The takeaway here is not “experiment with medicine to see if it makes your parents like you better” or “crash into a psych ward to force everybody to take your diagnosis seriously!”
It’s more like….no matter what family, background, or belief system you come from, please take mental health seriously. Not everyone, yourself included, may fit into the ideas you had about mental health growing up. I, for example, do not at all resemble Jack Nicholson in “Clockwork Orange” or Winona Ryder in “Girl, Interrupted”. I’m a working mom, wife, neighbor, school volunteer, friend and ice skater who balances a condition called depression. With a soupçon of mania under the iceberg, just to keep things pain-in-the-ass interesting.

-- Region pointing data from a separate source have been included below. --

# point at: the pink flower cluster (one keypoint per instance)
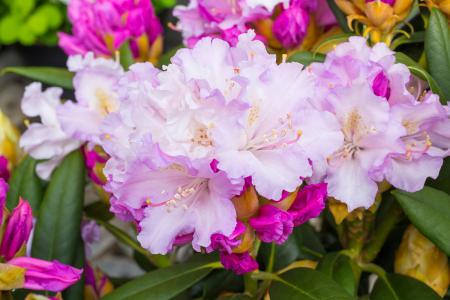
(103, 26)
(38, 274)
(188, 142)
(228, 19)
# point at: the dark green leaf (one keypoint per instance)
(340, 16)
(417, 70)
(99, 211)
(49, 75)
(429, 211)
(341, 269)
(306, 58)
(26, 184)
(399, 287)
(307, 284)
(437, 49)
(57, 230)
(164, 284)
(126, 56)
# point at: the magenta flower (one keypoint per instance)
(17, 231)
(3, 194)
(309, 203)
(102, 26)
(272, 224)
(239, 263)
(44, 275)
(4, 172)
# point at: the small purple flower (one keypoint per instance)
(224, 243)
(239, 263)
(44, 275)
(4, 172)
(380, 85)
(272, 224)
(17, 230)
(291, 25)
(3, 193)
(309, 203)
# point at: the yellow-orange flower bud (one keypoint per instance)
(421, 259)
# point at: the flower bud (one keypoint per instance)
(17, 231)
(9, 137)
(247, 203)
(272, 224)
(309, 203)
(421, 259)
(239, 263)
(44, 275)
(97, 284)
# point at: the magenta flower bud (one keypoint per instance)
(17, 231)
(45, 275)
(380, 85)
(3, 193)
(239, 263)
(223, 243)
(291, 25)
(272, 224)
(309, 203)
(4, 172)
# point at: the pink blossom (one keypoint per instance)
(239, 263)
(18, 229)
(44, 275)
(102, 27)
(309, 203)
(272, 224)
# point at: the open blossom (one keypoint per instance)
(94, 82)
(387, 130)
(228, 19)
(44, 275)
(45, 140)
(103, 26)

The other takeaway is – take care of yourself. The people who raised you may not have it right. Trust yourself and those around you who get it, and try things till you figure out what works for you. Hopefully family support can be part of that picture. And something that will likely need to be, if you’ve got any kind of brain condition going on, is treatment. Talk more about that next time, in part 2!
Image credits: girl with knife by Tommy Takacs, woman with umbrella by Victoria_Borodinova, ice cream by silviarita. All from Pixabay.
Jenna
Amazing! The part where we all look at the person and picture of mental health
Mary Mittelstaedt
D’Arcy Robb Borek, I am so in awe of your courage, intelligence, communication skills, creativity, compassion, and caring. All of your blog posts have been very good…This one, is outstanding! Your personal insight and exceptional courage to share your experience with depression and mania is a tremendous gift to all of us, Whether we are navigating our own journey with mental illness or trying to understand the journey of another, you my dear are a phenomenal guide through the experience. I am so very proud to say I know you!
D’Arcy
Mary thank you so much for these beautiful words. The blog is my heart project and I am so glad you enjoy it. It took a lot of deep breaths to share this one. Thank you for affirming it.
D’Arcy
Thanks so much for the love & support, friend. The picture of mental health is a murky one, for sure.
Frank Miller
I’m not sure what to say or where to start. So, firstly, this is amazing. Your courage astounds me. Secondly this hit the nail on the head for me. My right now is consumed with learning how to deal with a new diagnosis and learning how to care for and live this out. This was so very much an on-time read for me. Thank you D’Arcy.
D’Arcy
I am so glad this hit at the right time for you Frank. Maybe it was supposed to. I hear you on the dealing with a new diagnosis and learning to live with it….I’d pretty much just gotten comfortable with having depression, and it was like, wait, what, biPOLAR?? It’s a process for sure, but it definitely gets easier. I’m rooting for you.
Denise Quigley
Thanks for sharing your story! This is such an important topic and a great way to start conversations. Happy Mental Health Awareness Month. Much admiration for your honesty and courage.
D’Arcy
Thank you so much, my friend! I so appreciate that.
Renée Pruitt
Thank you for being vulnerable and sharing this. This was the reminder that I needed to hear today.
D’Arcy
I am so glad it spoke to you! Thank you so much for the support.
Ann L Voigt
Darcy, Saying thanks for your sharing is so inadequate. You are brave and courageous . Mental health has always been a shush – shush deal with it in our family (my father, my great aunt, ultimately my brother and me). Fortunately he broke the mold and got help early, I waited until almost too late. Learning to share and be vulnerablewas the hardest thing I ever did, but it was also freeing. When I grow up I hope I can be more like you. You are my inspiration.
D’Arcy
Oh Annie, thanks so much for this beautiful comment! I am so glad you and your brother were brave & vulnerable enough to break the mold and get support. Not an easy thing to do, but so, so important. Hugs.